Earlier this month the Department of Archaeology, Classics and Egyptology hosted a visit from Jennifer Birch, Assistant Professor in the Department of Anthropology at the University of Georgia in Athens, as part of a University of Liverpool/University of Georgia faculty research exchange scheme.
Jennifer’s research interests focus on the organizational complexity in the late prehistoric and contact periods in Eastern North America, reconstructing socio-cultural processes associated with the occupational histories of communities and regions.
Professor Harold Mytum said: “This exchange programme provides a vehicle for academic colleagues in both institutions to frame a robust and reflexive study of current field training to further enhance student learning. We particularly want to emphasise the links between professional practice, student experiences, and the development of skills suited for a variety of careers including but not exclusively those within archaeology and heritage.”
Jennifer comments that: “We are arguing that the process of authentic assessment and its impacts on perceptions of teaching and learning are central to our approach. We view the outputs of this project as encouraging reflexivity on the part of both students and instructors regarding student learning outcomes.”
Trial evaluation will be taking place this summer at Norton Priory with ACE students, and in Georgia with North American students from Athens and elsewhere. After this, a more wide-ranging data-collecting project will consider the varied objectives and outcomes across a larger sample of field schools, including other ACE projects.
Jennifer visited Norton Priory with Harold and co-director Rob Philpott to appreciate the heritage context of the ACE field training. She also presented one of her projects within the first-year Practice of Archaeology module to the students who will be taking part in the field training evaluation this summer.

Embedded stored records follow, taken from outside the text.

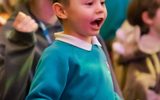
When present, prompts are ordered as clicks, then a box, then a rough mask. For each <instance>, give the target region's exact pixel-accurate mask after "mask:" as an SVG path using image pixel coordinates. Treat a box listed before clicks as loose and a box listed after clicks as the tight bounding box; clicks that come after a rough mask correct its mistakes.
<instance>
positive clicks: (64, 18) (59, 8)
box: [52, 3, 67, 19]
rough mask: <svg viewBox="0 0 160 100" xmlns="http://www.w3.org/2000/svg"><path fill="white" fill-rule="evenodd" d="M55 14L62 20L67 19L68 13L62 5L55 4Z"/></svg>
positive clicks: (63, 6)
mask: <svg viewBox="0 0 160 100" xmlns="http://www.w3.org/2000/svg"><path fill="white" fill-rule="evenodd" d="M52 8H53V10H54V13H55V14H56V15H57V17H58V18H60V19H66V18H67V13H66V11H65V9H64V6H63V5H62V4H60V3H54V4H53V6H52Z"/></svg>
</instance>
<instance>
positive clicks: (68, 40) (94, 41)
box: [54, 32, 101, 51]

Harold will meet the team involved with the Georgia field school training when he visits Athens as the details of the trial evaluation methodology and content are refined ready for implementation later this year. He will also offer some teaching whilst he is in Athens, including some cemetery memorial recording with students at a historic site adjacent to the campus and deliver a lecture in the Department of Anthropology’s Speaker’s Series.